Hadoop is relatively safer than Spark because of the support of the Access Control Lists (ACL) and the usage of the Keberos(computer network authentication protocol). Spark on the other requires a shared secret password for authentication.
Cost & Hardware
For operating, Hadoop does not require much RAM as it works with a disk. This can be more economical than having a RAM that is large. Hadoop 3 takes very small disk space as compared to Hadoop 2 because of the changes in its fault- tolerance providing system. Spark on the other hand requires a lot of RAM for operating in the in- memory mode. What this means is that total cost using Spark is much more than using Hadoop.
The fault tolerance in Hadoop 2 is given by the replication technique. In this technique, the information in each block is copied and two replicas are created. This way Hadoop 2 is able to store three times more information which in turn increases the issue of wastage of disk space.
The fault tolerance in Hadoop 3 is given by erasure coding. The technique uses the parity and the other block to enable the recovery of a block of information. One parity block is created on each two blocks of data. Thus, the level of tolerance remains the same in Hadoop 3, only with less disk space needed for its operations.
It is possible for Spark to recover information through recomputation of the DAG (Directed Acyclic Graph) which is comprised by edges and vertices. Edges depict the operations on RDDs and Vertices depict RDDs. If some parts of the data is lost, it can be recovered by Spark by implementing the sequence of operations to the RDDS. Spark needs to perform all the required calculations before the user can recompute RDDs each time. Checkpoints are created in Spark for failure protection.
When it comes to speed, Spark is comparatively faster than Hadoop which works with a disk. It is not possible for Hadoop to cache the data in memory. Spark can also process information in memory 100 times faster than Hadoop; Spark is also 10 times more faster if working with a disk
As compared to Hadoop 2, Hadoop 3 is 30% faster because of the addition to MapReduce of native Java implementation of the map output collector.

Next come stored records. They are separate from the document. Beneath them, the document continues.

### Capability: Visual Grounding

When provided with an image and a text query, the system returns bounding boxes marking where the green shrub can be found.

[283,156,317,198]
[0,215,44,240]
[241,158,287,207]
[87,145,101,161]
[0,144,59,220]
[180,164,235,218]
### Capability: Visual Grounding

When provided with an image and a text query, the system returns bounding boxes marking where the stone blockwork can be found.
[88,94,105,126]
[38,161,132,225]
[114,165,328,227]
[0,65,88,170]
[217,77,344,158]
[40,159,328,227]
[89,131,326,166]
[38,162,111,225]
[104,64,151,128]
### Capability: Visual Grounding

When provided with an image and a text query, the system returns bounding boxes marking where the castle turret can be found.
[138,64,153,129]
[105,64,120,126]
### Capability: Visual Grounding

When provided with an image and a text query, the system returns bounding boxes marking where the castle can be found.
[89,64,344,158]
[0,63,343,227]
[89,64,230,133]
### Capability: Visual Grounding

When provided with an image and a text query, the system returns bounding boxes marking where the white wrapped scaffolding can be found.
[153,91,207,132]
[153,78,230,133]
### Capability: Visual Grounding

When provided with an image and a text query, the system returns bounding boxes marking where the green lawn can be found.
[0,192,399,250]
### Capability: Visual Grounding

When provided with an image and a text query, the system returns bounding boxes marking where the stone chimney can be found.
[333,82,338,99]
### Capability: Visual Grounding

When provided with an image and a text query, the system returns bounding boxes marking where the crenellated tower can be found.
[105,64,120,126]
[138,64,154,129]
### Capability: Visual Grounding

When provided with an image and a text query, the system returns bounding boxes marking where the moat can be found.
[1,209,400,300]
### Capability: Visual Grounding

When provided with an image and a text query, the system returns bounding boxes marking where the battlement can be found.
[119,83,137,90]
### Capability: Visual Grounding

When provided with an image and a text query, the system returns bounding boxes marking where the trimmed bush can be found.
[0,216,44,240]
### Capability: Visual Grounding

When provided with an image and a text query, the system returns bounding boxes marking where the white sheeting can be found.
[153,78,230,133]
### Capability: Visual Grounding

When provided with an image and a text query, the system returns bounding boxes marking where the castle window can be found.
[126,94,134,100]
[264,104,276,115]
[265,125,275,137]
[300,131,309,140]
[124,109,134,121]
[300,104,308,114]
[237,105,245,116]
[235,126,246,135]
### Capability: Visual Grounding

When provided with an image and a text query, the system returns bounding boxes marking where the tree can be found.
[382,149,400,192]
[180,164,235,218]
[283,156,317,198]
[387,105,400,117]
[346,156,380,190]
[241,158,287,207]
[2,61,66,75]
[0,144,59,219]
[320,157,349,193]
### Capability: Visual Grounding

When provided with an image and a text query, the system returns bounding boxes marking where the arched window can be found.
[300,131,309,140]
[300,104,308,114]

YARN (Yet Another Resource Negotiator) is Hadoop’s resource management and job scheduling layer. It manages available resources such as CPU, memory and disk. Hadoop 2 uses version 1 of YARN while in Hadoop 3 YARN was updated to version 2. YARN version 2 introduced various changes that enhances scalability and usability. It also supports the flows- logical groups of YARN app and gives aggregating metrics at the level of the flows. Apache HBase is the primary backing storage in YARN 2.
Spark, in contrast is able to operate independently with Mesos or the YARN.
Programming Languages Support
By using Hadoop streaming, both Hadoop 2 & 3 are able to support various programming languages, the primary language being Java. Spark 2.X however supports Java,Scala, R and Python.
The primary difference between Hadoop 2 & 3 relates to certain improvements in the latter’s architecture, usability and optimization.
Hadoop and Spark on the other hand differ chiefly with respect to the abstraction level. Hadoop has an abstraction level that is low which enables users to perform complex manipulations; but can cause difficulties in managing and learning. Spark, in contrast is faster and simpler with many high-level function that can make work easier. Having said all this, spark is the best option if the work dosen’t need special features.